Where Yesterday Lives by Karen Kingsbury

Where Yesterday Lives by Karen Kingsbury
Image Credit:  Abundant Family Living (framed via Picmonkey)

Where Yesterday Lives by Karen Kingsbury


Ellen is a successful journalist in a marriage grown stale.  After she receives a call informing her of her father's death, she returns home to Petoskey, Michigan to face her somewhat dysfunctional family.  The death of her beloved father is only one of the challenges Ellen faces while she and her siblings help their mother plan their father's funeral.

Ellen had begged her husband to return to Petoskey with her.  She needed his support but his busy work schedule took precedence so Ellen returned to Petoskey alone.

Ellen's relationship with her sister, Jane, has been strained for years, but Ellen, for the life of her, can't figure out what happened between the two that would cause Jane to behave so terribly towards her.  After an entire week of planning and bickering back and forth, the truth finally surfaces, but will Ellen and Jane find enough common ground to move past their differences and restore their relationship?

While here husband remains in Miami, Ellen reconnects with her old high school boyfriend, Jake Sadler.  Jake has never married.  After spending time with Ellen, it is evident that he still loves her.  With Ellen's marriage already strained, will Ellen completely destroy her marriage by having an affair with Jake?

There are three other siblings in the Barrett family:  Megan, Amy, and Aaron.

Amy, the youngest of the girls, is married and seems to be the least dramatic sister.

Megan, in my opinion, seems to be the most mature of the five children; although her past might have led her down an entirely different road had she not come to her senses.

Aaron is an odd one.  He is the only boy and the youngest of the five Barrett children.  He keeps to himself, hiding behind his sunglasses, unless he becomes frustrated and angry.  At that point, he becomes rather violent.

At the end of the week, each sibling gets a chance to speak at their father's funeral.  This gives them each an opportunity to express thoughts and feelings that they have kept bottled up until now.

Will the sibling rivalry between Ellen and Jane come to an end?  Will the relationship be restored?  What about Aaron?  Will he step out from behind those sunglasses and allow himself to love and be loved?

Family dynamics, marriage problems, secrets that destroy, temptations almost too great to overcome - Where Yesterday Lives has it all.

Overall, I liked the book.  I think it addresses issues common to many families.  Many readers will relate to the troubled marriage, bickering siblings, and the death of the family patriarch.  I think this book will likely cause people to stop and think about their own family struggles and perhaps set them on a course to solving their own issues.

I was fairly recently introduced to Karen Kingsbury books.  I've since read several of them and loved them all.  This one was a little harder for me to get into.  The sibling rivalry seemed a little too drawn out.

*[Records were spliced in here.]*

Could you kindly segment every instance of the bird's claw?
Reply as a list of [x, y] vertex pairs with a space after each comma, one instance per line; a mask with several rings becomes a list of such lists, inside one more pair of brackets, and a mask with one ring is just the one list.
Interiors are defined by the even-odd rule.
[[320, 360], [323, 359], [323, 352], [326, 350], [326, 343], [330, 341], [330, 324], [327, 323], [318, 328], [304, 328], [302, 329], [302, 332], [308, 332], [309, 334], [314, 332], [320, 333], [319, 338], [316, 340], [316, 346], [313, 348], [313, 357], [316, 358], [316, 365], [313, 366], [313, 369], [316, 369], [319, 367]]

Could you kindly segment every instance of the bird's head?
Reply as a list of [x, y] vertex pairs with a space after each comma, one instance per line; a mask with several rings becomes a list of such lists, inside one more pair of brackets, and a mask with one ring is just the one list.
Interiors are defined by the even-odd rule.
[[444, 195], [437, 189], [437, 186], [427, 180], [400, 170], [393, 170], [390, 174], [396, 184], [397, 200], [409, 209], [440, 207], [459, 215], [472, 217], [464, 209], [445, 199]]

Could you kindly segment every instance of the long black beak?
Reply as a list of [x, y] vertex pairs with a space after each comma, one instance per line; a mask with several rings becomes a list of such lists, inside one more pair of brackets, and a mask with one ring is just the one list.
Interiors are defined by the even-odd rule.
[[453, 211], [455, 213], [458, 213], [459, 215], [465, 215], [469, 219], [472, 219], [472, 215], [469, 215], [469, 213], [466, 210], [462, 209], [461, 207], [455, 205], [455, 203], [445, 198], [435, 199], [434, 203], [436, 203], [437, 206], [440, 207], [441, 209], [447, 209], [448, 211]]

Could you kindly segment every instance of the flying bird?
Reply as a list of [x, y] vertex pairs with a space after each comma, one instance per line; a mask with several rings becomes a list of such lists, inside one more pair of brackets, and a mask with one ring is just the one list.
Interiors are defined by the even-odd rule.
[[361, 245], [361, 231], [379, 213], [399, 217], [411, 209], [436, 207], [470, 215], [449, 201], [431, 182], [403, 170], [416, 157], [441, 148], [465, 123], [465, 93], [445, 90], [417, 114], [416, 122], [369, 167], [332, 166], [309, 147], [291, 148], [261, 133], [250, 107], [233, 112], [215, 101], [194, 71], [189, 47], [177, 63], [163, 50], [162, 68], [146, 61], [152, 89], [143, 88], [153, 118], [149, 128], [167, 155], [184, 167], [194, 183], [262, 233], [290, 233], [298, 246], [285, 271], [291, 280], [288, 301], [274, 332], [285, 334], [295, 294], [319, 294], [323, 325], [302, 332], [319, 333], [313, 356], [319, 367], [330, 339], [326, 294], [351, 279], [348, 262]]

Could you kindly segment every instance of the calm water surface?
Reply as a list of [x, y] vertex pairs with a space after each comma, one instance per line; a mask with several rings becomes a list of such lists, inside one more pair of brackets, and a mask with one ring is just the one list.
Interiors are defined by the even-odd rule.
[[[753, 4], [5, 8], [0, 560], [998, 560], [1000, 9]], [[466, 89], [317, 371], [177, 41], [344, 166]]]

It seemed more like I was reading a dialogue between bratty teenagers instead of Christian adults who would hopefully handle things with more maturity.  The mother seemed less nurturing than I would have liked.  Aaron's character was violent to the point of destroying property.  In reality, he would need professional help (in my opinion).  In Where Yesterday Lives, this behavior was written off as almost normal.  His siblings simply avoided conflict with him.  Otherwise they knew he would throw or break things.  I felt like his character could have been more developed and his issues addressed rather than them, for the most part, remaining overlooked.  In spite of these few "problem areas," I liked the book overall.